National clinical leaders for renal and rheumatology services have published an agreed interim position on the use of Tavneos® (avacopan) while the Medicines and Healthcare products Regulatory Agency (MHRA) completes its review. This letter has been issued to Renal Services and Rheumatology Clinical Reference Groups and Renal Clinical Networks to support a consistent approach across England.
The interim position follows recent regulatory developments relating to avacopan, including the European Medicines Agency (EMA) recommendation to revoke the medicine's European marketing authorisation following concerns about the integrity and reliability of data from the pivotal clinical trial supporting its licence. The letter also notes that the US Food and Drug Administration (FDA) has separately proposed withdrawing the medicine in the United States. Regulatory decisions made by the EMA and FDA do not apply in the UK.
While the MHRA review is ongoing, avacopan remains licensed and available for use in the UK.
Interim guidance pending the MHRA review
Services and clinicians are asked to adopt the following position while the MHRA review is completed:
- The MHRA advises that these issues remain under review. Until this concludes, avacopan remains licensed and available in the UK, with existing risk-minimisation measures unchanged.

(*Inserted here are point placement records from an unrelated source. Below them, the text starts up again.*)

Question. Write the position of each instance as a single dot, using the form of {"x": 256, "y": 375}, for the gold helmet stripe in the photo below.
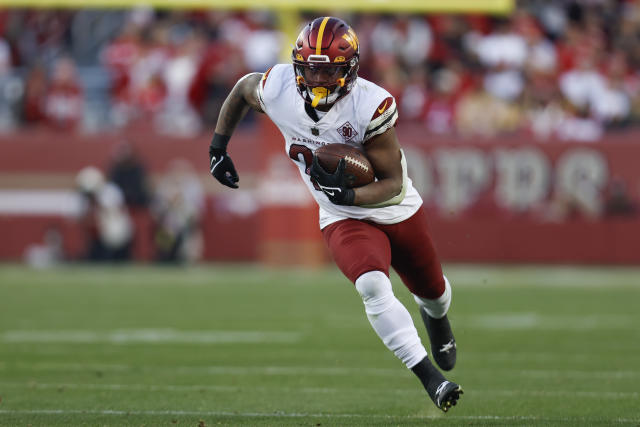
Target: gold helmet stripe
{"x": 320, "y": 34}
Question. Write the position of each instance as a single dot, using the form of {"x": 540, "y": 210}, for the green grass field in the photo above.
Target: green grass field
{"x": 245, "y": 345}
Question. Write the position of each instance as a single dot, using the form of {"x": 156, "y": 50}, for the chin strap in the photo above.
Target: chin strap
{"x": 319, "y": 93}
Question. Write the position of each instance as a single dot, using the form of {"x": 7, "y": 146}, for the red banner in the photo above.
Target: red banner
{"x": 513, "y": 200}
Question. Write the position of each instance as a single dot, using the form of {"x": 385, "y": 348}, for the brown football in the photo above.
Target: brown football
{"x": 357, "y": 167}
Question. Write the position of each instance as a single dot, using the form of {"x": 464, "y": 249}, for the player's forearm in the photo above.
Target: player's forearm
{"x": 378, "y": 192}
{"x": 235, "y": 107}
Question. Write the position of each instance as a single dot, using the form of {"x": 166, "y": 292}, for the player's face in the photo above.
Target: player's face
{"x": 322, "y": 75}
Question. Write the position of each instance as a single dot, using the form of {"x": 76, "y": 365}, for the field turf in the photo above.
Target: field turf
{"x": 247, "y": 345}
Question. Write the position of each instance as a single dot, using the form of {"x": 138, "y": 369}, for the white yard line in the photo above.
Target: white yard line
{"x": 302, "y": 370}
{"x": 148, "y": 336}
{"x": 207, "y": 387}
{"x": 304, "y": 415}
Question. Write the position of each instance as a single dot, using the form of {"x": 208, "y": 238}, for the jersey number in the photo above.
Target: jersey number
{"x": 301, "y": 153}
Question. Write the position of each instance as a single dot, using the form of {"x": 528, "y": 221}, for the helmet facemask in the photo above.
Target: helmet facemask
{"x": 323, "y": 83}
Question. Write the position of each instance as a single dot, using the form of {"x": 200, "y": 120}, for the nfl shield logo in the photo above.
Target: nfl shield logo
{"x": 347, "y": 132}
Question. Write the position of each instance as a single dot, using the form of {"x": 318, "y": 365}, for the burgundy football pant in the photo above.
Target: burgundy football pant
{"x": 361, "y": 246}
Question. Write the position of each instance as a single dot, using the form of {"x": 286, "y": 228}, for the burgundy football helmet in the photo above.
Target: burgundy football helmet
{"x": 325, "y": 60}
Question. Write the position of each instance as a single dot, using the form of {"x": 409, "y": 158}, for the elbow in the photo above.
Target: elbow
{"x": 396, "y": 187}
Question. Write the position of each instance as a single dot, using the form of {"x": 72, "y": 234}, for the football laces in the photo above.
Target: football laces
{"x": 357, "y": 163}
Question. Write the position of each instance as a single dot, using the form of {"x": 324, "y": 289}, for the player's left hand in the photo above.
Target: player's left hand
{"x": 334, "y": 185}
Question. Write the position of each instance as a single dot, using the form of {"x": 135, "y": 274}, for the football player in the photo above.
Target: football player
{"x": 320, "y": 100}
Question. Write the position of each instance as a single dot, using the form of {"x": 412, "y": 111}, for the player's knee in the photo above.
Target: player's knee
{"x": 437, "y": 307}
{"x": 373, "y": 285}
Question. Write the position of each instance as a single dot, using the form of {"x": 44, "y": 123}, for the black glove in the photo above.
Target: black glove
{"x": 334, "y": 185}
{"x": 220, "y": 163}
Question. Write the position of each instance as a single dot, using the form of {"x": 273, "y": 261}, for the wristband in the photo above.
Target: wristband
{"x": 220, "y": 141}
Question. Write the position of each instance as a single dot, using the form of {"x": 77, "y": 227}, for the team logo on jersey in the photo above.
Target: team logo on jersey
{"x": 347, "y": 132}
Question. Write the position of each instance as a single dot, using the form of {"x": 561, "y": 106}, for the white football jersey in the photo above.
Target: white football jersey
{"x": 368, "y": 110}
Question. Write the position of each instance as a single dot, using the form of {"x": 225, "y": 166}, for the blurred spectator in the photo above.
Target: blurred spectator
{"x": 35, "y": 95}
{"x": 177, "y": 209}
{"x": 171, "y": 70}
{"x": 407, "y": 37}
{"x": 63, "y": 105}
{"x": 108, "y": 227}
{"x": 129, "y": 174}
{"x": 48, "y": 253}
{"x": 178, "y": 116}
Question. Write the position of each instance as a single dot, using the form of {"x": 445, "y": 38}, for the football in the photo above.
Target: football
{"x": 357, "y": 167}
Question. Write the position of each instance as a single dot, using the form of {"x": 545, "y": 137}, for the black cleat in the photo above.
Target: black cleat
{"x": 444, "y": 393}
{"x": 443, "y": 344}
{"x": 447, "y": 395}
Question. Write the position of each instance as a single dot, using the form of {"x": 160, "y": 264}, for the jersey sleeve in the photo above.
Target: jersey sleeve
{"x": 260, "y": 89}
{"x": 384, "y": 118}
{"x": 271, "y": 85}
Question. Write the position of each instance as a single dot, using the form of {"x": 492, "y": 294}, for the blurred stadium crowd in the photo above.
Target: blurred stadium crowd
{"x": 552, "y": 69}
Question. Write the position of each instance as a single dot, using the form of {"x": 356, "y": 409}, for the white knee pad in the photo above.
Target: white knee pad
{"x": 375, "y": 289}
{"x": 438, "y": 307}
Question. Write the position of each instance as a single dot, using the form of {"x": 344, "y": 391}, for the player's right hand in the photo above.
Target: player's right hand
{"x": 222, "y": 168}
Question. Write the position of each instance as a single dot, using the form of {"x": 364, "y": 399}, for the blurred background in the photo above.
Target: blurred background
{"x": 520, "y": 121}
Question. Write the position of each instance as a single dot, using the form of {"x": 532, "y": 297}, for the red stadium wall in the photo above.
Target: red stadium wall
{"x": 499, "y": 200}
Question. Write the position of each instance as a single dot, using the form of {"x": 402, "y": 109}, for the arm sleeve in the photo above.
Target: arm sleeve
{"x": 384, "y": 118}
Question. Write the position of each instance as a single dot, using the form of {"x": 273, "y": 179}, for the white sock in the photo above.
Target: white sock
{"x": 389, "y": 318}
{"x": 438, "y": 307}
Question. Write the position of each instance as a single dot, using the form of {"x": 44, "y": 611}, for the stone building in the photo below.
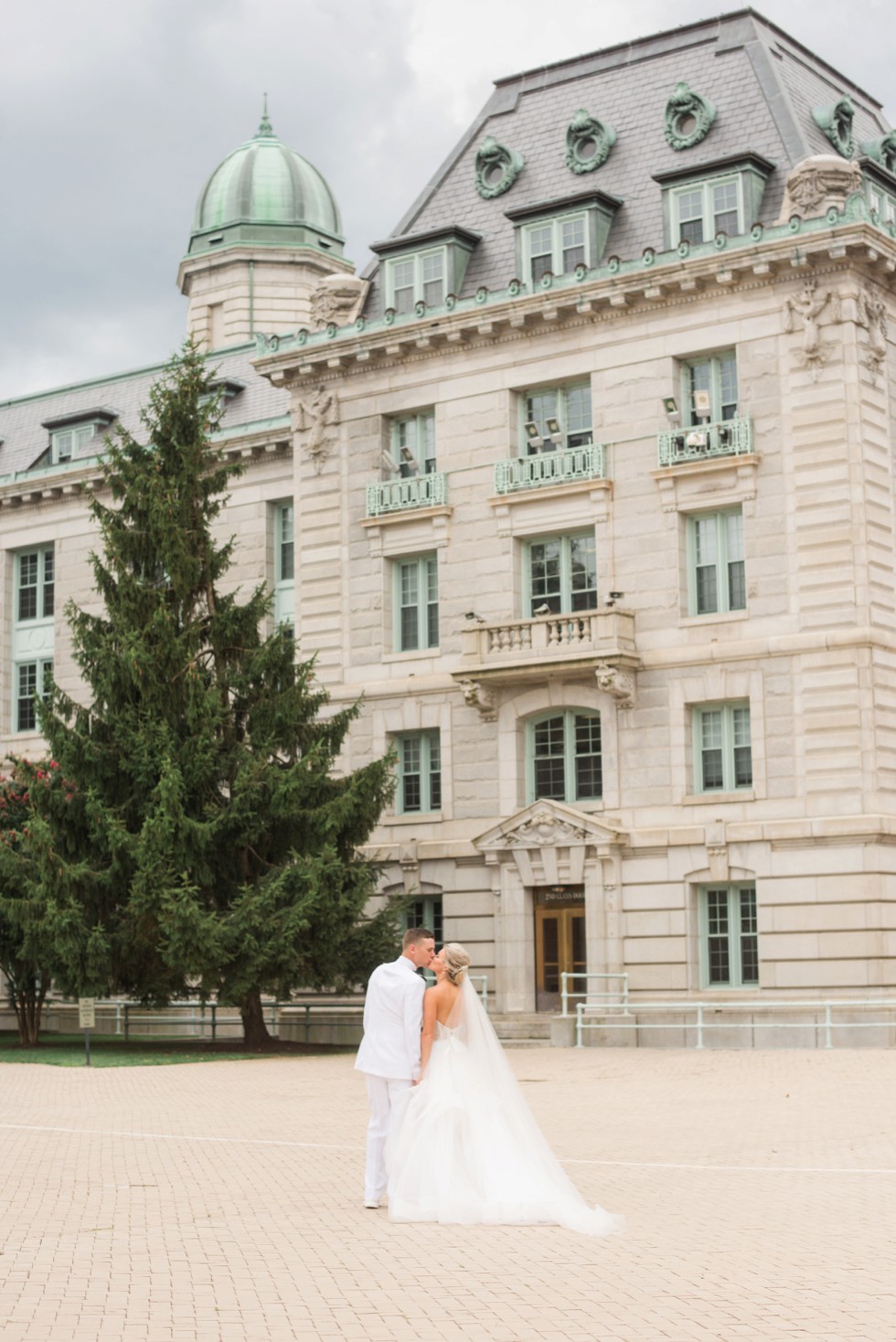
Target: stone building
{"x": 588, "y": 486}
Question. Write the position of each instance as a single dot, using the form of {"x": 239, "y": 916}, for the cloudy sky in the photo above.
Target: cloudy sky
{"x": 112, "y": 113}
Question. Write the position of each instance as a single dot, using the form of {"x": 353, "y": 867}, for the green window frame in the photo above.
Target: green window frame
{"x": 717, "y": 579}
{"x": 425, "y": 912}
{"x": 284, "y": 565}
{"x": 417, "y": 277}
{"x": 416, "y": 602}
{"x": 556, "y": 418}
{"x": 560, "y": 575}
{"x": 729, "y": 935}
{"x": 556, "y": 246}
{"x": 66, "y": 443}
{"x": 35, "y": 584}
{"x": 34, "y": 679}
{"x": 412, "y": 442}
{"x": 722, "y": 748}
{"x": 700, "y": 209}
{"x": 563, "y": 756}
{"x": 717, "y": 375}
{"x": 419, "y": 773}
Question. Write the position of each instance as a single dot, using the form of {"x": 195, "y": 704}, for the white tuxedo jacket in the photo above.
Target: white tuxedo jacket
{"x": 392, "y": 1020}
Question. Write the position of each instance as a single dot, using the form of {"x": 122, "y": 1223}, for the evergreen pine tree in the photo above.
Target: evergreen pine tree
{"x": 207, "y": 843}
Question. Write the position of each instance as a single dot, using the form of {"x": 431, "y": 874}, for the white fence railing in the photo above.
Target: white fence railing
{"x": 823, "y": 1017}
{"x": 593, "y": 996}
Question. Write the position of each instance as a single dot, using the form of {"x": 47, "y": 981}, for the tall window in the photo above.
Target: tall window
{"x": 560, "y": 575}
{"x": 425, "y": 912}
{"x": 556, "y": 244}
{"x": 723, "y": 756}
{"x": 284, "y": 567}
{"x": 715, "y": 562}
{"x": 729, "y": 941}
{"x": 66, "y": 443}
{"x": 419, "y": 772}
{"x": 412, "y": 442}
{"x": 703, "y": 209}
{"x": 556, "y": 418}
{"x": 717, "y": 378}
{"x": 416, "y": 602}
{"x": 417, "y": 277}
{"x": 32, "y": 633}
{"x": 563, "y": 751}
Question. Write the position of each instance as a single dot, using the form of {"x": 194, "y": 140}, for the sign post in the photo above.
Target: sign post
{"x": 88, "y": 1020}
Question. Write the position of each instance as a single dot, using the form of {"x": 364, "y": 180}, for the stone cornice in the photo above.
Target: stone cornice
{"x": 674, "y": 278}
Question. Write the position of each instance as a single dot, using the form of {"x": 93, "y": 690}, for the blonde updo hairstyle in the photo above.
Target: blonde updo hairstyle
{"x": 456, "y": 961}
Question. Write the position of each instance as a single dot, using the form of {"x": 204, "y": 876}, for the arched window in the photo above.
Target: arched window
{"x": 563, "y": 756}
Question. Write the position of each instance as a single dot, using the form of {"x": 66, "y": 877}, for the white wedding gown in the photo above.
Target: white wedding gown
{"x": 467, "y": 1149}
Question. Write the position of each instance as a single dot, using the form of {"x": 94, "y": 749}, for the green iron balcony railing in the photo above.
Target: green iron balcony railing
{"x": 405, "y": 493}
{"x": 730, "y": 438}
{"x": 560, "y": 467}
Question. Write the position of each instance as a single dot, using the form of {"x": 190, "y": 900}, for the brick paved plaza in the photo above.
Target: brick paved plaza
{"x": 223, "y": 1200}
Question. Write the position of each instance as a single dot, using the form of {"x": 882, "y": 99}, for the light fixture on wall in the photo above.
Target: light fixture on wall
{"x": 533, "y": 436}
{"x": 554, "y": 431}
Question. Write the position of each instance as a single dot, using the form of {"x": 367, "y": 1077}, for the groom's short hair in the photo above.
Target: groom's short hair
{"x": 415, "y": 935}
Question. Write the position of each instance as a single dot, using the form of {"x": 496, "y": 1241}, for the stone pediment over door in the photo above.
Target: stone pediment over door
{"x": 550, "y": 843}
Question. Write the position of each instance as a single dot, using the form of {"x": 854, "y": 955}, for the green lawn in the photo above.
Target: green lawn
{"x": 109, "y": 1051}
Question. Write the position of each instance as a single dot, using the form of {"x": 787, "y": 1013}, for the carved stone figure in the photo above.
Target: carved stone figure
{"x": 478, "y": 697}
{"x": 872, "y": 315}
{"x": 619, "y": 683}
{"x": 496, "y": 168}
{"x": 806, "y": 309}
{"x": 338, "y": 298}
{"x": 837, "y": 125}
{"x": 817, "y": 186}
{"x": 688, "y": 117}
{"x": 315, "y": 418}
{"x": 588, "y": 143}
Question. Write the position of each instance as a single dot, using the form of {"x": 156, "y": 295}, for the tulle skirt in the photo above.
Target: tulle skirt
{"x": 468, "y": 1152}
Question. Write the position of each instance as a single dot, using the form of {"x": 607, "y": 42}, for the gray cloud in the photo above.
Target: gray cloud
{"x": 114, "y": 114}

- Treatment decisions should continue to be made by expert vasculitis clinicians within specialist MDTs, based on individual patient benefit–risk assessment. For post-pubescent children, use of the drug should continue to be discussed in line with the criteria outlined in the ‘Commissioning medicines for children in specialised services’ policy. The current regulatory position should be discussed with both existing and prospective patients as part of shared decision-making.
- Patients on avacopan should continue liver function monitoring, along with white blood cell monitoring and assessment for serious infection, in line with product information.
- To ensure consistency, services should follow this national position and manage any treatment changes through the standard specialist MDT process.
- Suspected adverse reactions should be reported via the MHRA Yellow Card scheme.
Further guidance will be issued once the MHRA review has concluded.